The growth numbers are the real story: Ollama says usage has doubled since January to nearly 8.9 million monthly developers, with the platform now used inside 85% of the Fortune 500 and adding close to a million new installs a week. That's an unusually steep adoption curve for developer infrastructure, and it reflects a broader shift among engineering teams toward running open-weight models locally rather than depending entirely on hosted frontier-lab APIs for every workload.

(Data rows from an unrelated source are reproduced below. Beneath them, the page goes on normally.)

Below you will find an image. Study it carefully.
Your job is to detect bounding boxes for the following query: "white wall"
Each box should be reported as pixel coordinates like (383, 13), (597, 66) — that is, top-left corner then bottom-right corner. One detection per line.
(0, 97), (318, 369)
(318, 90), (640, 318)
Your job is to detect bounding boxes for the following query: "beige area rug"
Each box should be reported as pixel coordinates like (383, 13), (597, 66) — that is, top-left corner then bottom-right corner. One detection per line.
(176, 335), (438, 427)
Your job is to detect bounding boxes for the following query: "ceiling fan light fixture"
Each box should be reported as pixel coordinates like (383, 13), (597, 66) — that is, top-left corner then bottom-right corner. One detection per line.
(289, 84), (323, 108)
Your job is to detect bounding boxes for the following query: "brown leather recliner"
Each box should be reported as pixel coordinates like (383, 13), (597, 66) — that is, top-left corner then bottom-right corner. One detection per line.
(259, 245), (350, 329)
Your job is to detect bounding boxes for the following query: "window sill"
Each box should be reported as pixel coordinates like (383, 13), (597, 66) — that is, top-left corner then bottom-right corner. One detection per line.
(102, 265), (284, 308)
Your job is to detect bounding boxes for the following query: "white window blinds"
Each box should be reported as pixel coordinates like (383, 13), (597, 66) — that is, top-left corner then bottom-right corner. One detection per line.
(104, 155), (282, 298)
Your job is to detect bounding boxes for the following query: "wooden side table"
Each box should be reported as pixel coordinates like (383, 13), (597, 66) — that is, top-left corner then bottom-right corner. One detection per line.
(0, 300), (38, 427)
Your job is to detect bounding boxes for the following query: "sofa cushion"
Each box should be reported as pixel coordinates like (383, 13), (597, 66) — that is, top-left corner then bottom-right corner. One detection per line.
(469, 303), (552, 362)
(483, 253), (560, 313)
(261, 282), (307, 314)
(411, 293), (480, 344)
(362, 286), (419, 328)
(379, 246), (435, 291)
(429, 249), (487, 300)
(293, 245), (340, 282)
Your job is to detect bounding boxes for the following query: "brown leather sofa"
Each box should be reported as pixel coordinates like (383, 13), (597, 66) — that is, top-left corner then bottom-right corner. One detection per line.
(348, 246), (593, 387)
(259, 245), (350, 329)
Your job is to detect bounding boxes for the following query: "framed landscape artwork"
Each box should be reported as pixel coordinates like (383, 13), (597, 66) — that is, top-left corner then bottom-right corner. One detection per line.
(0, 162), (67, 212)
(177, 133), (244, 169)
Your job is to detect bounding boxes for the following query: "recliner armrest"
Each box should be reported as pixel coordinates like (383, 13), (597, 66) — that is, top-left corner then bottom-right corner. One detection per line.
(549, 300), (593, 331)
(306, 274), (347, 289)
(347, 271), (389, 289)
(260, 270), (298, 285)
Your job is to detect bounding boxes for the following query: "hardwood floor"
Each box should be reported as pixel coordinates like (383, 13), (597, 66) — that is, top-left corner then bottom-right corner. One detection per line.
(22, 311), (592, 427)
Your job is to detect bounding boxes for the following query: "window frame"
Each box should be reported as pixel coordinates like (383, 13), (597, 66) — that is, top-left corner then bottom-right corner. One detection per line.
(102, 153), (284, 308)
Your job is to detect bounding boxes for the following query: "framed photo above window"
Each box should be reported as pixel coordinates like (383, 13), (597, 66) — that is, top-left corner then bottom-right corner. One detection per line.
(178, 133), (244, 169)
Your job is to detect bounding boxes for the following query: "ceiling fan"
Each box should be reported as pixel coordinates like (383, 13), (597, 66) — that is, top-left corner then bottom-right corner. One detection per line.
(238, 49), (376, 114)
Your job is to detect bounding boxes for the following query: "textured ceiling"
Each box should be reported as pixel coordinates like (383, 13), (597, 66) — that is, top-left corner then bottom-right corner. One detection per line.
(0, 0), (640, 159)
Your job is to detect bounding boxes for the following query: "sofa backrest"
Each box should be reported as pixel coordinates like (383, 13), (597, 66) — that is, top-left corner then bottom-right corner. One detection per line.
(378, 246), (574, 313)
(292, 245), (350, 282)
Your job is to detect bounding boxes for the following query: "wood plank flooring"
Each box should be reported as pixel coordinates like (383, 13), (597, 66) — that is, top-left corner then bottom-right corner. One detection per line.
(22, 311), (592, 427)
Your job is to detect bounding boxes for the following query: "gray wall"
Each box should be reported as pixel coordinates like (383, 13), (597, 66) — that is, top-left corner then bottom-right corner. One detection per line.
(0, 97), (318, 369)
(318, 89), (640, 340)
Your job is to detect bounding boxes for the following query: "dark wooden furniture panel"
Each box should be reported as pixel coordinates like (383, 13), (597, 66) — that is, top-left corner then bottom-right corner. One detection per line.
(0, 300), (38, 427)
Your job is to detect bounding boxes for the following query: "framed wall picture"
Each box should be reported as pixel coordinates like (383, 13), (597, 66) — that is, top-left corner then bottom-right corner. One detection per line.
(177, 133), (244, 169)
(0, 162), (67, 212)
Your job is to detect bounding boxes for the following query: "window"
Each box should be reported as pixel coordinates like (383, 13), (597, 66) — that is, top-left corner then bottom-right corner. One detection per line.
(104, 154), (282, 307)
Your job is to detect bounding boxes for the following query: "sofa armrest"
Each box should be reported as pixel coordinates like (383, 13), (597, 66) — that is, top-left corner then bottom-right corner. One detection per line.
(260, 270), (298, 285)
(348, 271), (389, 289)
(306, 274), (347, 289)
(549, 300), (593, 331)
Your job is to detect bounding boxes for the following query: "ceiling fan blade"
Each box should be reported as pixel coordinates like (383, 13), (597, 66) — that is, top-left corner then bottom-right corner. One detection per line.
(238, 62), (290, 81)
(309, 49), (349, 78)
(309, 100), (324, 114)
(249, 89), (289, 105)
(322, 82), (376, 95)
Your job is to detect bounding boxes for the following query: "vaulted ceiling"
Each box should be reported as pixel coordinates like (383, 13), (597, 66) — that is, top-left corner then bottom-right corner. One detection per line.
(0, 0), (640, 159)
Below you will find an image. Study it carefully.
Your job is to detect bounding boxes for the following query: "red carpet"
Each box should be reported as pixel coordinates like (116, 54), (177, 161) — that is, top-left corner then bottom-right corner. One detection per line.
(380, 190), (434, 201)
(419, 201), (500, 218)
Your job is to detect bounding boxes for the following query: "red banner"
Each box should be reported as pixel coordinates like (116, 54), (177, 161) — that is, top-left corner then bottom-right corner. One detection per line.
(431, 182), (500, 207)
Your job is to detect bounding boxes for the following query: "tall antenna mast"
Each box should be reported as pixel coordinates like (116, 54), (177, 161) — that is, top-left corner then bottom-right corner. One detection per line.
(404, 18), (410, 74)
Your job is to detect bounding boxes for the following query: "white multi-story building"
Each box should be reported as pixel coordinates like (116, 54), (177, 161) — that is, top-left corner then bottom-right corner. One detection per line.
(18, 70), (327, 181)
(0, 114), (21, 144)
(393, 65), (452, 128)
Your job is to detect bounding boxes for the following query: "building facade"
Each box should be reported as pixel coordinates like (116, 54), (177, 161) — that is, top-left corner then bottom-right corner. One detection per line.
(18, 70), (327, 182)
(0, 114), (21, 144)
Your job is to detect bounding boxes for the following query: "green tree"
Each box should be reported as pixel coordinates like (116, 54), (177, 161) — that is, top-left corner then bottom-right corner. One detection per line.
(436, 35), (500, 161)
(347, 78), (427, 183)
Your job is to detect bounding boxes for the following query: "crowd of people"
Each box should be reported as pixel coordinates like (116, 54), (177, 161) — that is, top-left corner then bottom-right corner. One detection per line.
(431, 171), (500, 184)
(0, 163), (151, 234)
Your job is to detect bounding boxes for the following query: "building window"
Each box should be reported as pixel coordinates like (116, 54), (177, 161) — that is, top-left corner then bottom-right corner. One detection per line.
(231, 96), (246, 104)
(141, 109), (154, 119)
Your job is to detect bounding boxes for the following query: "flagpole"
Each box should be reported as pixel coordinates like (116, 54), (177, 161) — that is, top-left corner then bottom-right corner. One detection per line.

Ollama's core pitch is simplicity: developers can get an open-weight model running locally with a single command, and the company layers on the option to seamlessly scale workloads to Ollama's own cloud infrastructure without changing APIs or rewriting code -- a hybrid model that lets teams start cheap and local, then scale to cloud compute only when a workload actually needs it. That flexibility is increasingly valuable as enterprises balance the cost unpredictability of hosted frontier APIs against the latency, privacy and control benefits of running models on infrastructure they own.
The company sits at the center of the open-weight model ecosystem alongside Hugging Face, which focuses more on model hosting and dataset distribution, and cloud-native inference providers like Together AI and Fireworks AI, which compete more directly on hosted-inference pricing and scale. Ollama's differentiation is specifically the local-first developer experience -- the tool developers reach for first when experimenting with a new open model before deciding whether a workload needs to move to production-scale cloud infrastructure.
For enterprise buyers, Ollama's 85% Fortune 500 penetration is a meaningful data point: even companies with large frontier-API budgets are running meaningful workloads locally, whether for cost control, data sensitivity, or simply developer experimentation that never needed cloud API costs in the first place. For founders building developer tools, Ollama's growth is proof that the open-weight model ecosystem has real developer demand independent of which specific open models happen to be trending at any given time.
The bear case is that Ollama's growth is partly a function of the broader open-weight model boom -- Llama, Qwen, DeepSeek and others releasing increasingly capable models developers want to try locally -- and a slowdown in open-weight model releases or capability could soften Ollama's own growth curve even if its product execution stays strong. What to watch next: how Ollama's cloud-compute revenue mix evolves relative to its free local-tool usage, and whether the company faces more direct competition from Hugging Face or a frontier lab building its own local-run tooling.